With the company previously having indicated it was in talks with TAFE about locating part of the vocation education provider's campus on the site, Mr Vassella said he recently visited the former Mitsubishi factory in Tonsley, south of Adelaide and said that was a project that BlueScope could "learn from" for Port Kembla.
"There's both a university and a TAFE as anchor tenants," he said. "That's all part of this master-planning process, identifying the areas and buildings that are available and then we can start to think about who we get in as tenants and what pull they have for other people who want to come and get involved."
Financial results
The company's underlying earnings result of $1.61 billion for the 2023 financial year was down on last year's record result.

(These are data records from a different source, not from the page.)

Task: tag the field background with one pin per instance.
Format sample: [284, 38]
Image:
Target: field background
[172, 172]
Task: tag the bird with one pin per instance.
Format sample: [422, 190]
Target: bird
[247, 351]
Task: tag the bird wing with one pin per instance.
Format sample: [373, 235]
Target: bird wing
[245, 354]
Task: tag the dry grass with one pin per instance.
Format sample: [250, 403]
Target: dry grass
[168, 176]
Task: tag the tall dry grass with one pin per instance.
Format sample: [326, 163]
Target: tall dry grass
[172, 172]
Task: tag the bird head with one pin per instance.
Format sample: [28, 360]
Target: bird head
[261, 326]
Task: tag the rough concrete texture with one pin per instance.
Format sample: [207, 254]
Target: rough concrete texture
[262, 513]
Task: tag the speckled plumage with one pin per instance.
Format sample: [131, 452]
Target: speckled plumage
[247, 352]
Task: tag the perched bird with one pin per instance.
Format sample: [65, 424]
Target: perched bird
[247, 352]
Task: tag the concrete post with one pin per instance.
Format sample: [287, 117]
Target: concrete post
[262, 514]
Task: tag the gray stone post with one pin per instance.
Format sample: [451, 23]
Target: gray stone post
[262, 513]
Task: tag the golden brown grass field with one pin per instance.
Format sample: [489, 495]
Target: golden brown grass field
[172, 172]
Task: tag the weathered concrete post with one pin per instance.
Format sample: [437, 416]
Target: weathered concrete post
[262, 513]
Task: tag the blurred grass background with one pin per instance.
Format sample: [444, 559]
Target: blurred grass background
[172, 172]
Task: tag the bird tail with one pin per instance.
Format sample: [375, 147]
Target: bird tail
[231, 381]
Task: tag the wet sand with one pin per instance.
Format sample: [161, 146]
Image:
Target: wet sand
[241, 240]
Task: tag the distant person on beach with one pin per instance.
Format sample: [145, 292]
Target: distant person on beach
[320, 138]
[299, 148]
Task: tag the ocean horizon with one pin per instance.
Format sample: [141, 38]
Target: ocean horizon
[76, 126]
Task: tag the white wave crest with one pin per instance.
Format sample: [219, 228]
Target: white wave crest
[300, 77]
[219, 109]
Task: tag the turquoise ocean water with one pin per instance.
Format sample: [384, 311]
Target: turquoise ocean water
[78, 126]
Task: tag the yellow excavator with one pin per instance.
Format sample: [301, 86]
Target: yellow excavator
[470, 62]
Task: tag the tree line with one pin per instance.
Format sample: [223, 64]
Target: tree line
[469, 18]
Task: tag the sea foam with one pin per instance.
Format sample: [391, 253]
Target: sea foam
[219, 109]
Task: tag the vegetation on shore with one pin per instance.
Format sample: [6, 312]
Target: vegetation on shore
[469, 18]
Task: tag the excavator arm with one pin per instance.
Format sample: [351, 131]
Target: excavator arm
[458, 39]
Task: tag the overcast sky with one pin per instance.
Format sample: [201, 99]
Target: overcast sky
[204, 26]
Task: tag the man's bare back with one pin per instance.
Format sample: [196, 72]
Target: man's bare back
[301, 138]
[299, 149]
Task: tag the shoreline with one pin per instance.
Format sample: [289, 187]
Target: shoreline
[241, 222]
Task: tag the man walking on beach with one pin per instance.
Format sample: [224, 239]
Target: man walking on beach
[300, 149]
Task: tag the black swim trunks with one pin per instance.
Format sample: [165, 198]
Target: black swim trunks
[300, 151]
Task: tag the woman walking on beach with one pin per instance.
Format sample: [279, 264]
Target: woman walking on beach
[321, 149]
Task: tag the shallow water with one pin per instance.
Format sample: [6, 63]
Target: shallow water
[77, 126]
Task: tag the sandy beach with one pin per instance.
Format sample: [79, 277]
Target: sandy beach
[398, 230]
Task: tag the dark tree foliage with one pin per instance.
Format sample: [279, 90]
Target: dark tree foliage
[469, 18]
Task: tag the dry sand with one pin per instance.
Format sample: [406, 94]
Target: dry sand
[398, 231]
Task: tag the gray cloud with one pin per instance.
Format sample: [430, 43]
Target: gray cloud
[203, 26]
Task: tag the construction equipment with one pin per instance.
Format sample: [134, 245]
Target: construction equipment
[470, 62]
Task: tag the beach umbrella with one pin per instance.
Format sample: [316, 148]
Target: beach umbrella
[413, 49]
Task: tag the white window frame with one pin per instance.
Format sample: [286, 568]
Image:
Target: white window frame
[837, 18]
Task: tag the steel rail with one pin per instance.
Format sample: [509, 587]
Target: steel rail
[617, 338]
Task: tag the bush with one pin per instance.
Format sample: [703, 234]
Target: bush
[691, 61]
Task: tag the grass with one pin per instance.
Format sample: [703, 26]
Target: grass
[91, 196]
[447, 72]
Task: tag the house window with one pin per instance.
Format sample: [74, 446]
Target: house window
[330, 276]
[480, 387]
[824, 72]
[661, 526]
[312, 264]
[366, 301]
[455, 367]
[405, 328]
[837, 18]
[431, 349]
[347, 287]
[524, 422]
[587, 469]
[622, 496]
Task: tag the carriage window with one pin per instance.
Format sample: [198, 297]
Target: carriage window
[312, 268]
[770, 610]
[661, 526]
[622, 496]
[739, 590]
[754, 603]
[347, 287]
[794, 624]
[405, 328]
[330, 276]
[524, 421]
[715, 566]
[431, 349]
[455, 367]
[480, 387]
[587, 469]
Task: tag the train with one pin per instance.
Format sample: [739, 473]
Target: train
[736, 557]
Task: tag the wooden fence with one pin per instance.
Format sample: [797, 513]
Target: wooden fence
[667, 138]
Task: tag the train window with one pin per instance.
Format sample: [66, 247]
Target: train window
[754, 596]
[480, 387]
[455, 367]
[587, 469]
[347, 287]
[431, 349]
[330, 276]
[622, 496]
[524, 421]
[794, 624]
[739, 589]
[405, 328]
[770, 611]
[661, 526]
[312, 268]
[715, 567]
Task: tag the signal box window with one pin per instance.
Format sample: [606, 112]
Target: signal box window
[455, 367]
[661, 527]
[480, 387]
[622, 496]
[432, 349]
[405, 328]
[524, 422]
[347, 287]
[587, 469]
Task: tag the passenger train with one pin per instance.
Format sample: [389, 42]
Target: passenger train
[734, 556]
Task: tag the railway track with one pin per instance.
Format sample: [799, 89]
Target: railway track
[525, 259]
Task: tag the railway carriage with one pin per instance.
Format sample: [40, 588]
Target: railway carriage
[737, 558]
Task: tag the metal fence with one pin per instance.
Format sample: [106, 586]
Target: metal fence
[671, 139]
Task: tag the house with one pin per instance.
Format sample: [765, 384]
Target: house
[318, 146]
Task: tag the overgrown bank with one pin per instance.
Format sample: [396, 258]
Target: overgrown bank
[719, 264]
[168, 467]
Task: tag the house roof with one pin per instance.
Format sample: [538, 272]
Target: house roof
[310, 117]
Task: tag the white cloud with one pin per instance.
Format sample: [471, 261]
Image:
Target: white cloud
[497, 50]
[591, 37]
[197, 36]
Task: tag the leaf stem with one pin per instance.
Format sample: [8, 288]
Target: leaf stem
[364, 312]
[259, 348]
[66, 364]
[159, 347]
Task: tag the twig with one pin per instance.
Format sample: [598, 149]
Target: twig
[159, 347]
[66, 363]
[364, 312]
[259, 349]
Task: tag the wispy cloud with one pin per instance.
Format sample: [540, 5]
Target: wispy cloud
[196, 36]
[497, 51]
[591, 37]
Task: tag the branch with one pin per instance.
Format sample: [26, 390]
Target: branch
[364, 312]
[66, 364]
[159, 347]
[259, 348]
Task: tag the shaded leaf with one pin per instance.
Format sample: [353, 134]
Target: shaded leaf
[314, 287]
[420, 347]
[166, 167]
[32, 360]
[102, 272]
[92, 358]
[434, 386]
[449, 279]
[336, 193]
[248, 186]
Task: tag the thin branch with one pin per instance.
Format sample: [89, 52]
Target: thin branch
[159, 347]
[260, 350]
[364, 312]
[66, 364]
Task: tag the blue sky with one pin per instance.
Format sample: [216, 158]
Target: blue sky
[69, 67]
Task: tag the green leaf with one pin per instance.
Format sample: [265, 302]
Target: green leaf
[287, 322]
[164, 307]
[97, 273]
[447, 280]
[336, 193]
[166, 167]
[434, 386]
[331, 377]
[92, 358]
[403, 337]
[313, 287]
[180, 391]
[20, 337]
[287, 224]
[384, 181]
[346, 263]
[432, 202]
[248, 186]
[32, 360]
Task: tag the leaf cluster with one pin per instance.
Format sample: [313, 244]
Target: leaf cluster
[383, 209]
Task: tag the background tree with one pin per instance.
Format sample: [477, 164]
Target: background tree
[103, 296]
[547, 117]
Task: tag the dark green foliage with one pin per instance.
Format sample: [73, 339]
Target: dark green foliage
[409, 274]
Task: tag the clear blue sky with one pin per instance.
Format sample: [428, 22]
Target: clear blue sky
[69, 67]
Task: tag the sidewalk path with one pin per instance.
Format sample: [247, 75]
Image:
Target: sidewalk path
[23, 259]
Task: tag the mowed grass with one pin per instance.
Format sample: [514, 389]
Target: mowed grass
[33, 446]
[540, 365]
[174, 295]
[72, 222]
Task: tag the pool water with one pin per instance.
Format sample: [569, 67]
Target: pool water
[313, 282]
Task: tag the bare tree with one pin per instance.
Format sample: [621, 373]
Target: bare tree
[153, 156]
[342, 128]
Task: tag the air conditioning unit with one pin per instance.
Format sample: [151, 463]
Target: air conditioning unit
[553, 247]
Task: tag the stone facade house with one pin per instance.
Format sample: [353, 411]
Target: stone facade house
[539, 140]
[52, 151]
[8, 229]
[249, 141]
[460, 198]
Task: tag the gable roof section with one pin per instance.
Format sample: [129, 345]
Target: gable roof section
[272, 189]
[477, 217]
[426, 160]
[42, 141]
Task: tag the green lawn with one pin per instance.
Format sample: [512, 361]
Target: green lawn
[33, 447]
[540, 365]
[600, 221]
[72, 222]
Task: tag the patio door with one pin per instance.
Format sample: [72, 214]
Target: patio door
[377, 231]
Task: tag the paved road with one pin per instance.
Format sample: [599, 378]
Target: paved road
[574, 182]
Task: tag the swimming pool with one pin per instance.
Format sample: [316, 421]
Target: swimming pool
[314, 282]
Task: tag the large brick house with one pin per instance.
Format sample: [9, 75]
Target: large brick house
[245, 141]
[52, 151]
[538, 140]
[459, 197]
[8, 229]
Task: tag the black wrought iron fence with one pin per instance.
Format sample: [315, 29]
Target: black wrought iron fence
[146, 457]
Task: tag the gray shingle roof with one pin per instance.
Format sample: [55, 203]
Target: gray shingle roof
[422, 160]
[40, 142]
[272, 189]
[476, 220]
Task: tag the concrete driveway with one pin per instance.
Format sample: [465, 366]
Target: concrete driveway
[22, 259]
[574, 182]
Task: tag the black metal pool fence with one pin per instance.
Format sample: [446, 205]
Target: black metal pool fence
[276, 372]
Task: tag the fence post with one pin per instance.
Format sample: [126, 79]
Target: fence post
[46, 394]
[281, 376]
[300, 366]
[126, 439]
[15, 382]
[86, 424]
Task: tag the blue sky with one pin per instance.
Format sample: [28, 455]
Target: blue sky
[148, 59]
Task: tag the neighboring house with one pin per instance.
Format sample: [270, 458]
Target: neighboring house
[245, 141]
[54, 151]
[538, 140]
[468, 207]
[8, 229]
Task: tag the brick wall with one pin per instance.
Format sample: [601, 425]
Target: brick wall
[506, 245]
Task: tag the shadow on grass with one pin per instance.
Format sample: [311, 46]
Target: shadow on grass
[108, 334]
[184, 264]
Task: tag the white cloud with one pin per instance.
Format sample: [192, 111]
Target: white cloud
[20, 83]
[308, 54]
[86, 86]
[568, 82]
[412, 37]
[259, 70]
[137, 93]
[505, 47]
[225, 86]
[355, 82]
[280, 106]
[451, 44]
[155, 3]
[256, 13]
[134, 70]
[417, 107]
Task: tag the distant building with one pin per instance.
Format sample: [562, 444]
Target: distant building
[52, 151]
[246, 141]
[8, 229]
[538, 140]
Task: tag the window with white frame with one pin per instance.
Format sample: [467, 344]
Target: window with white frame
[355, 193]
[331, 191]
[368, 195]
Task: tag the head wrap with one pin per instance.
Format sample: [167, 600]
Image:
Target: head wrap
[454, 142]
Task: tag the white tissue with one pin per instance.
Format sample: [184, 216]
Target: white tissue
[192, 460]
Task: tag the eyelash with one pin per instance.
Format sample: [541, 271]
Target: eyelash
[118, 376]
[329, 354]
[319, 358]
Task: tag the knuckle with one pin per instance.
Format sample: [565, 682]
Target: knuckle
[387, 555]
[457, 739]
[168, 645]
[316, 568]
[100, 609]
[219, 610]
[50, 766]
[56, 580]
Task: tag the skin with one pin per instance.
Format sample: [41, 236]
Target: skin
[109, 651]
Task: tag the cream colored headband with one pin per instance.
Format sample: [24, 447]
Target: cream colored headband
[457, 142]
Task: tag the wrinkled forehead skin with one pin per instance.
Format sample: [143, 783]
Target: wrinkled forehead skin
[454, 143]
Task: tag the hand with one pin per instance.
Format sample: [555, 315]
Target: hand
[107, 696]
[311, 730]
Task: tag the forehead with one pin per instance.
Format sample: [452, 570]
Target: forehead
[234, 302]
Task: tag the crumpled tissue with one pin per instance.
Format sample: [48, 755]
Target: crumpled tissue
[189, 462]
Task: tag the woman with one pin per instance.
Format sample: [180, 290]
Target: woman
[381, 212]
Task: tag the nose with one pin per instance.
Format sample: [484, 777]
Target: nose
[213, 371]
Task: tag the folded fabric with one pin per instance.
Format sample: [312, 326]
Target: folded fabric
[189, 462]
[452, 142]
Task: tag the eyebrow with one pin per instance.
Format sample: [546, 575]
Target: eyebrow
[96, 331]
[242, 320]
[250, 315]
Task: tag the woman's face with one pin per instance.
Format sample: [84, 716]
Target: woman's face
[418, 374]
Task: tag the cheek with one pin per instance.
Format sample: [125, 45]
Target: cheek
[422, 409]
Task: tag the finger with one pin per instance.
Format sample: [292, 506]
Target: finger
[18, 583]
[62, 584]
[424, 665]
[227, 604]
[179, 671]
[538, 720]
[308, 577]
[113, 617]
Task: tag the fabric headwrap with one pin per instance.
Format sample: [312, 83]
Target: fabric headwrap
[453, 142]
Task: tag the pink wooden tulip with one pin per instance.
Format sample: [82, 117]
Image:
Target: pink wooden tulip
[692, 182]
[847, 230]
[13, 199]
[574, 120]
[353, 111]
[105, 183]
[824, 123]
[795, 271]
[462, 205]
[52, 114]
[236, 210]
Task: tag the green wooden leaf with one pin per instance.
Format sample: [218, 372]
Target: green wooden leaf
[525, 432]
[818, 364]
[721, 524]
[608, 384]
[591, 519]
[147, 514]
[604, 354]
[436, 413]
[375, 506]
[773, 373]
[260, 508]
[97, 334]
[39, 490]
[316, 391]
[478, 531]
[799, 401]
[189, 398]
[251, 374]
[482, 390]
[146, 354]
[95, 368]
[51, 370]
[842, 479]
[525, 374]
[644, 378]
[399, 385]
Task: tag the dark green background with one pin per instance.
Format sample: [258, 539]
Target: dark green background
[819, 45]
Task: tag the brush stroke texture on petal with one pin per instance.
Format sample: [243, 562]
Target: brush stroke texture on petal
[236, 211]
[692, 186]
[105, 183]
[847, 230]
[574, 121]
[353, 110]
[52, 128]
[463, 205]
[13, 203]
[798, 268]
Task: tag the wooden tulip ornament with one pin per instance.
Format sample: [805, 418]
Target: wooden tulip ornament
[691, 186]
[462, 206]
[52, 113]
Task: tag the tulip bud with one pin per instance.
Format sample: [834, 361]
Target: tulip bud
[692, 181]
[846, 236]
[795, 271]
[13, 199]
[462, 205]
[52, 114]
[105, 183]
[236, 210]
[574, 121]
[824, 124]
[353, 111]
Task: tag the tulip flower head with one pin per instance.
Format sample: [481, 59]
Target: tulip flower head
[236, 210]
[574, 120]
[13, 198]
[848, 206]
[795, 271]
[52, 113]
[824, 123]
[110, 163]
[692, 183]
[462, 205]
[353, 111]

Net profit after tax came in at $1.01 billion.
The company's Australian division reported a 59 per cent drop in underlying earnings on last year's figures, with a final result of $537 million in 2023.
BlueScope expects earnings for the first half of next year to be slightly lower than they were for this year.
Mr Vassella said this year's result was a testament to the company's performance during volatile economic climates.
"The continuing strength in both our financial results and balance sheet have set us up well to simultaneously invest for a low carbon future, long term sustainable earnings, and deliver shareholder returns."